Corona hat Spuren hinterlassen. Fünf Jahre nach Ausbruch der Pandemie kämpfen viele Menschen noch immer mit dem Virus und seinen Folgen. Eine ARD-Doku lässt Erkrankte, Impfgeschädigte und Impfgegner zu Wort kommen - und einen Gesundheitsminister, der sich nicht entschuldigen möchte.
Krank durch Corona und ImpfungÄrztin berichtet in ARD-Doku von „immer mehr“ erschütternden Fällen
Am 11. Januar 2020 meldete China den ersten Corona-Todesfall. Heute, fünf Jahre nach Beginn der Pandemie, scheint der breiten Masse die Rückkehr in die Normalität geglückt zu sein. Für andere hat sich Covid-19 zum nicht enden wollenden Albtraum entwickelt - die letzten Jahre haben Spuren hinterlassen, körperlich wie seelisch. Die ARD-Dokumentation „Corona-Schicksale - Was von der Pandemie bleibt“ bemüht sich nun um Aufarbeitung.
Unter anderem trifft Journalist und SWR-Nachrichtensprecher Sascha Becker für seine Recherchen den 15-jährigen Theo Astor. Nach einer Corona-Infektion im März 2022 erkrankte der Schüler an ME/CFS. „Ich war ein ganz normaler Junge“, sagt er. Heute sitzt Theo im Rollstuhl, konnte phasenweise monatelang sein Bett nicht verlassen.

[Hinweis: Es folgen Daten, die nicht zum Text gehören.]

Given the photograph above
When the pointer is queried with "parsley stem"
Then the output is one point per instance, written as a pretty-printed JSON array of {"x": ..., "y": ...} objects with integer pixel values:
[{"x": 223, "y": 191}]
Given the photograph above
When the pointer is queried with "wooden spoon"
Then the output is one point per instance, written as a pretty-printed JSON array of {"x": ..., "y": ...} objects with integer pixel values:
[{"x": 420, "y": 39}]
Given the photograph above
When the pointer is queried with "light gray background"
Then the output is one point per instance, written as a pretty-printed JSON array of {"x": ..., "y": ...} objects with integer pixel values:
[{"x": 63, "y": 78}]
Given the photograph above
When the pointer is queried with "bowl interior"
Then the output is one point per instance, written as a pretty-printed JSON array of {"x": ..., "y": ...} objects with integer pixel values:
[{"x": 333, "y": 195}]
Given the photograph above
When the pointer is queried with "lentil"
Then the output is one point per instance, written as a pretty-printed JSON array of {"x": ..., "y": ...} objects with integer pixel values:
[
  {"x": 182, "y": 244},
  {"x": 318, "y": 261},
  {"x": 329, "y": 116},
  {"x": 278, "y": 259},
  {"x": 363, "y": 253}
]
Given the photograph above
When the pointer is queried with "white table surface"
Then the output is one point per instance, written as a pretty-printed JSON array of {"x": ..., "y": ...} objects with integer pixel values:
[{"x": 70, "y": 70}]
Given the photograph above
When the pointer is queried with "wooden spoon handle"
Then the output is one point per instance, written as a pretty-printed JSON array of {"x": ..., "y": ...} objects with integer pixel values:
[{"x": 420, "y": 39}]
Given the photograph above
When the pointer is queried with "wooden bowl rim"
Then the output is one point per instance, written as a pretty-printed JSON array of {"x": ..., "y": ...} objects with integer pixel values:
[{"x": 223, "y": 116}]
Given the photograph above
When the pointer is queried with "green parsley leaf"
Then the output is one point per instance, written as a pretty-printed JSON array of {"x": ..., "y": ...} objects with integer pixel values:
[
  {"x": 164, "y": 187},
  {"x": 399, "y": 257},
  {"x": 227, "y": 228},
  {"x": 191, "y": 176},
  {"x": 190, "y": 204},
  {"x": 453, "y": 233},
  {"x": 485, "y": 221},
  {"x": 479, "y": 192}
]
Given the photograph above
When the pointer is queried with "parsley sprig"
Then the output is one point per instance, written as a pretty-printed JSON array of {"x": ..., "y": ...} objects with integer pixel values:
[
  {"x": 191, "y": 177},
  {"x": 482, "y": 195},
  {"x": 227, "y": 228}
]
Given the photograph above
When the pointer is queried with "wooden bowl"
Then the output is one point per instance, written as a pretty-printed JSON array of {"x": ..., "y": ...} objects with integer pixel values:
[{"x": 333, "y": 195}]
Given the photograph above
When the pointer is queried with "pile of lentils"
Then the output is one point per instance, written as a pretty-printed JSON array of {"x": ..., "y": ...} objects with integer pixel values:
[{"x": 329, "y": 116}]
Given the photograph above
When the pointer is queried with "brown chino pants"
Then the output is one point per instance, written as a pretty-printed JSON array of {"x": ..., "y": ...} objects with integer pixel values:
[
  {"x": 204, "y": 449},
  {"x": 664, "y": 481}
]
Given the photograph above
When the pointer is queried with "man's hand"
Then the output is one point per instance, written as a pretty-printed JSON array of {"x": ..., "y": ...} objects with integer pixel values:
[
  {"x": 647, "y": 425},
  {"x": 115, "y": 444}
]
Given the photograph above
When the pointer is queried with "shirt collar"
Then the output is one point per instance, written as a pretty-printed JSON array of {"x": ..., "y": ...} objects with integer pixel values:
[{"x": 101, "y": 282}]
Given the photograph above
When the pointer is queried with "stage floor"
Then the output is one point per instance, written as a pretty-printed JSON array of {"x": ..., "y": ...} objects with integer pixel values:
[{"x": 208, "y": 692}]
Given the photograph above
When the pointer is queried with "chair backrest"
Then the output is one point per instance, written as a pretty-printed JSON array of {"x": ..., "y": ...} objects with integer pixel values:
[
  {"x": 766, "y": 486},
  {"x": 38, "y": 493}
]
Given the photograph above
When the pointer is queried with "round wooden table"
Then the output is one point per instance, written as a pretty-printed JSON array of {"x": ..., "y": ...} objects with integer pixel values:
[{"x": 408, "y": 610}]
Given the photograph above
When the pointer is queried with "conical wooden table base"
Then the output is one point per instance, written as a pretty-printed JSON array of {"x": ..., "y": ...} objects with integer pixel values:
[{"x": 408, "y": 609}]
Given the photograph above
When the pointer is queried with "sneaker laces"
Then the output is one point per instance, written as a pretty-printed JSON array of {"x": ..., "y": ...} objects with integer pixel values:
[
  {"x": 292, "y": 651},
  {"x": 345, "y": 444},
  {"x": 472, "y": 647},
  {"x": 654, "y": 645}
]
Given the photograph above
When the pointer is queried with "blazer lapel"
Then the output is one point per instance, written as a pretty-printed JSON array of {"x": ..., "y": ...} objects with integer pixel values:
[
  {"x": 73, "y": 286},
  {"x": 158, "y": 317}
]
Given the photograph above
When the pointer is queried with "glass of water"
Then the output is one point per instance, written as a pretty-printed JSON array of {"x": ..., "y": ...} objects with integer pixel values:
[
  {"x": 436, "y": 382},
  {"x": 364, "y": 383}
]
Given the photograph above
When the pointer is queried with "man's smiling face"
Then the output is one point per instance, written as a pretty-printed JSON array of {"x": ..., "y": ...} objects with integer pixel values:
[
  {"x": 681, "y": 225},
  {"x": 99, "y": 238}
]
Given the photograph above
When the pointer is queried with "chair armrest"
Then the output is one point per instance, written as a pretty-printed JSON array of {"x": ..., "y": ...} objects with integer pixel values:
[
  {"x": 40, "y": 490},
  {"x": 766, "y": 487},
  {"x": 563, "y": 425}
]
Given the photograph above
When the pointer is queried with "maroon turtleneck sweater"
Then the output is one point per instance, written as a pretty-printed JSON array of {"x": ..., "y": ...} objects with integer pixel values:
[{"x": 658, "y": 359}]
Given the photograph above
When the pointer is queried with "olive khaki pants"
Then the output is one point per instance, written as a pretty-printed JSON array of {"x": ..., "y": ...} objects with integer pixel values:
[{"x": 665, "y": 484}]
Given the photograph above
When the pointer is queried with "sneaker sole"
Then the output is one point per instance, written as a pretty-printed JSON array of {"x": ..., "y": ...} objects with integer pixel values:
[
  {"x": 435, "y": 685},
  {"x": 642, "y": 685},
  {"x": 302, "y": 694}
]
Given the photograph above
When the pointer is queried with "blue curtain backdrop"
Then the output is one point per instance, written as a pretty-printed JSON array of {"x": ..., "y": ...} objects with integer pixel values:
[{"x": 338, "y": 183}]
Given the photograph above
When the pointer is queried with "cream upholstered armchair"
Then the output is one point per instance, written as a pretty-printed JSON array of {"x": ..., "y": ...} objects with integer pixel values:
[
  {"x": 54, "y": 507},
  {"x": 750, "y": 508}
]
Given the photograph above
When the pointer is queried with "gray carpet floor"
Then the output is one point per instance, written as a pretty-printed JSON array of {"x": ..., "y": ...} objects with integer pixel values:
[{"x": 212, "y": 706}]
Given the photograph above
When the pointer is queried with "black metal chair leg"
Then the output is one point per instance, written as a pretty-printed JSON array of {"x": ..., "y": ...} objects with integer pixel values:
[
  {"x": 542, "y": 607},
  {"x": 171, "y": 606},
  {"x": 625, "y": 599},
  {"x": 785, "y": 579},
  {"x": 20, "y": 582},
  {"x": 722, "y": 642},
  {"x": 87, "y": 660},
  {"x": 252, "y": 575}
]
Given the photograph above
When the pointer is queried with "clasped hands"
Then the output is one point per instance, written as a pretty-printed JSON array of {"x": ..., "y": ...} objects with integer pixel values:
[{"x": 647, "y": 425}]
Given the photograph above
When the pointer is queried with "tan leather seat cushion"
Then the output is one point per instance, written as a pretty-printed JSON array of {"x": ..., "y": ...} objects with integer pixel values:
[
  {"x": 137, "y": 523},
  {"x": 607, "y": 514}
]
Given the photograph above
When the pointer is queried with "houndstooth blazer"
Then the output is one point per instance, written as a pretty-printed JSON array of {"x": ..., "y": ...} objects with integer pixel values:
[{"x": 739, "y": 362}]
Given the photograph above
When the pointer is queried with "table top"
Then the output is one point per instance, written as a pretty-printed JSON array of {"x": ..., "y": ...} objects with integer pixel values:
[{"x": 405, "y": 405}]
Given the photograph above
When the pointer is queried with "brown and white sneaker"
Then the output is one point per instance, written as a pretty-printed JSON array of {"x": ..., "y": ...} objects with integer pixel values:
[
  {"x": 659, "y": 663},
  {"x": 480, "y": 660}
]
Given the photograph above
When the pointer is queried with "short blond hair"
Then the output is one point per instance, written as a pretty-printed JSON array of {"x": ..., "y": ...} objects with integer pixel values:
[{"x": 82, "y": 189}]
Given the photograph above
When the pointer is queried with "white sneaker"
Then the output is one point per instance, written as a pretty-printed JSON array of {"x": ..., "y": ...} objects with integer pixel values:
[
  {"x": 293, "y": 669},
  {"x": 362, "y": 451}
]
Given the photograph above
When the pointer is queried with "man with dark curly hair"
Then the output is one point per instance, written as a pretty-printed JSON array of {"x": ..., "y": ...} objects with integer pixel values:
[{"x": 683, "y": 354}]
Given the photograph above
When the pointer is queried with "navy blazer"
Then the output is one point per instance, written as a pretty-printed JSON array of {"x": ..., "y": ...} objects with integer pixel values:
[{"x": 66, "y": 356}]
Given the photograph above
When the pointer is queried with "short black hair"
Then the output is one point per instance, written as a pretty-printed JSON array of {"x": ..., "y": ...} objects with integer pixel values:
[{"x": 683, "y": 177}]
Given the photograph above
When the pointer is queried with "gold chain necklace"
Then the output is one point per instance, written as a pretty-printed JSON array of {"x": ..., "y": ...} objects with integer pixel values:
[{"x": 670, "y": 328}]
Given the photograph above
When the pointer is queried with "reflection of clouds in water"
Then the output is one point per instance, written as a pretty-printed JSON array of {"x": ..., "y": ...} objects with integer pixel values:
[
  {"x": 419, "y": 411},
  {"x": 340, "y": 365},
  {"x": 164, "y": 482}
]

„Es ist, wie wenn einem das Herz einer rausreißt und Samba darauf tanzt“, berichtet Theos Mutter Rebekka Astor und erklärt: „Noch ist überhaupt nichts auf dem Markt, was heilen könnte. Wir können probieren, Symptome zu lindern: Schlafprobleme, Aufwachprobleme, Schmerzen, Wortfindungsstörungen - dafür gibt es Medikamente. Aber kein einziges davon ist für diese Krankheit zugelassen.“ Seine Eltern geben Theo sämtliche Mittel „off-label“ - „das heißt, wir unterschreiben, dass wir das in Eigenverantwortung verabreichen. Es wird auch nichts von der Kasse bezahlt.“
„Die Wahrscheinlichkeit, dass es aufhört, ist für mich null“
Auch Theos Ärztin weiß um die fehlende Versorgung von Long-Covid-Patientinnen und -Patienten. Die Politik müsse „die Versorgungsstruktur verbessern, mit den Krankenkassen verhandeln und die Erkrankungen sichtbarer machen“, fordert Astrid Weber. „Wenn man mal sieht, was das für einen volkswirtschaftlichen Schaden hat - das sind ja meistens junge Menschen, die nicht mehr arbeiten gehen können“, weiß die Medizinerin.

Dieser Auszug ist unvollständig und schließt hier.